Democrats in the House of Representatives, on the other hand, aren’t budging so easily. The Post also reports that Democrats, who are angry with the deal to extend cuts for the wealthy and breaks on estate taxes, confronted Vice President Joe Biden as he lobbied them on the deal.
“There remain very serious reservations on the House side. I think that there’s still a very serious question whether this package can pass in the form it’s in now,” Rep. Chris Van Hollen, D-Md., said after meeting with the vice president.
The Senate is also expected to hold a cloture vote (a vote to end debate and move to final passage) on the DREAM Act, a measure that would allow a path to citizenship for children who entered the country illegally. That measure passed in the House Wednesday night.
On top of that, Reid will decide how to approach an offer from Republican Sen. Susan Collins of Maine, who is open to a compromise on legislation that would repeal the military’s ban on openly gay service members. If a deal is reached, a cloture vote on the defense bill — with the repeal of “don’t ask, don’t tell” attached to it — may come to the Senate floor Thursday.
Talking Points Memo reported Wednesday night that Collins wants the tax measure debated first. She also said she could support cloture on the defense spending bill if Reid allowed for four days of debate on 15 amendments to the bill. Democrats may be able to pass the repeal if Collins and a few Republicans vote for cloture on the bill.
“I have urged the majority leader to postpone the vote … so that we could get the tax bill considered first — which I believe could be on the floor tomorrow — and completed by Saturday, and then move immediately to the DOD bill, but under a fair agreement,” Collins said, according to TPM.

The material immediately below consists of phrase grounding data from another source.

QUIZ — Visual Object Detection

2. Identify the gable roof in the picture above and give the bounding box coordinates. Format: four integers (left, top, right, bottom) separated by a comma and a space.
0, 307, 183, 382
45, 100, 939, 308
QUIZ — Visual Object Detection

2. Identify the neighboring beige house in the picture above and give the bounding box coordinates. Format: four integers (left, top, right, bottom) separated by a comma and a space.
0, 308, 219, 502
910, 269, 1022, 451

The Senate is racing to finish business before it is scheduled to adjourn on Dec. 17.
WORSE OFF NOW?
Ronald Reagan made it the definitive question for the American electorate in future presidential elections. “Are you better off than you were four years ago?” he asked in 1980.

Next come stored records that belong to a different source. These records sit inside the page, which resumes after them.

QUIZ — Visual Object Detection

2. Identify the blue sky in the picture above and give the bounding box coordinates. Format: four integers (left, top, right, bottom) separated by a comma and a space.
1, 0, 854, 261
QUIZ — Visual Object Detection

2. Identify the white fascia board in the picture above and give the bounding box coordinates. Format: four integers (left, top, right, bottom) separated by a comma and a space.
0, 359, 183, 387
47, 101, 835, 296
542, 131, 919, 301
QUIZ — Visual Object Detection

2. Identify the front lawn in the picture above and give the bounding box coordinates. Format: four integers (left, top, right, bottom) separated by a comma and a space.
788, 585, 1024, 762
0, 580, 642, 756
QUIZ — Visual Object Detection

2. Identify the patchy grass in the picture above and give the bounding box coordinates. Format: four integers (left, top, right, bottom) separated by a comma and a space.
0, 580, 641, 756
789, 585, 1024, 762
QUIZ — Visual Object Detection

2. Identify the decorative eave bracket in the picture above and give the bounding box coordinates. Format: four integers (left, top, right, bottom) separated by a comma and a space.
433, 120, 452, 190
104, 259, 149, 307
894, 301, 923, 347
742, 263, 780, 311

Bloomberg News posed that question in a new poll, and President Obama is unlikely to be pleased with the answer.
“More than 50 percent of Americans say they are worse off now than they were two years ago when President Barack Obama took office, and two-thirds believe the country is headed in the wrong direction, a Bloomberg National Poll shows.”

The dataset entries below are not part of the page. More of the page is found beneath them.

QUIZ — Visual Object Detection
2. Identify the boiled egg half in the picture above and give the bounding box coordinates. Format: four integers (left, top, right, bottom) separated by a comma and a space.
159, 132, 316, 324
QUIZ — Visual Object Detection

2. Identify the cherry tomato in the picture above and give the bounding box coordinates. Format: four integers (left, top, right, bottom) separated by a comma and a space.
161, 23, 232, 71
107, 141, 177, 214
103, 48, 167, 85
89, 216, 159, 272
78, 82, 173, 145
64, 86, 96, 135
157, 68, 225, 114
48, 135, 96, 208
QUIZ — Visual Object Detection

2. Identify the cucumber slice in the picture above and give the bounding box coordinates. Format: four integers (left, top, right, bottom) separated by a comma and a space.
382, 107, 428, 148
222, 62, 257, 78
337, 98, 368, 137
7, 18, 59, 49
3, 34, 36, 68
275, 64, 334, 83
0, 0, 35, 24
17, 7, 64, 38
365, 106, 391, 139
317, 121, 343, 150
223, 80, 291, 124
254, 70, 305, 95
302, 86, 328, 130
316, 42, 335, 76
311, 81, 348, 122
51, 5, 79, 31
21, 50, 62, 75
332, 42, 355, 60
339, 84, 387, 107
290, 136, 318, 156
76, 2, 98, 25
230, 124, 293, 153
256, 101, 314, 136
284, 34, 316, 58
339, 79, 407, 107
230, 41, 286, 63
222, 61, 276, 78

“The survey, conducted Dec. 4-7, finds that 51 percent of respondents think their situation has deteriorated, compared with 35 percent who say they’re doing better. The balance isn’t sure. Americans have grown more downbeat about the country’s future in just the last couple of months, the poll shows. The pessimism cuts across political parties and age groups, and is common to both sexes.”
“The negative sentiment may cast a pall over the holiday shopping season, according to the poll. A plurality of those surveyed — 46 percent — expects to spend less this year than last; only 12 percent anticipate spending more. Holiday sales rose by just under a half percent last year after falling by almost 4 percent in 2008.”
PRINCE OF PORK NO MORE
Democrats have been eager to remind reporters that the incoming House Appropriations Committee Chairman, Rep. Hal Rogers of Kentucky, has been called the “Prince of Pork” because of all the federal money he’s been able to earmark for his home district.
Now that House Republicans have sworn off earmarks and tapped Rogers to head the committee that doles out the cash, he finds himself as “the enforcer of the moratorium.”
ABC News’ Jonathan Karl caught up with Rogers on Wednesday and questioned him about his readiness to change his ways.
POLITICO reports, however, that some Republicans are beginning to rethink the total ban on earmarks.
“[S]ome Republicans are discussing exemptions to the earmark ban, allowing transportation, U.S. Army Corps of Engineers and water projects. While transportation earmarks are probably the most notorious — think ‘Bridge to Nowhere’ — there is talk about tweaking the very definition of ‘earmark.'”
In addition to the Appropriations Committee, House Republican leaders approved the steering committee’s recommendation to have Rep. Fred Upton, R-Mich., head the Energy and Commerce Committee despite ranking member Rep. Joe Barton’s, R-Texas, attempt at the gavel.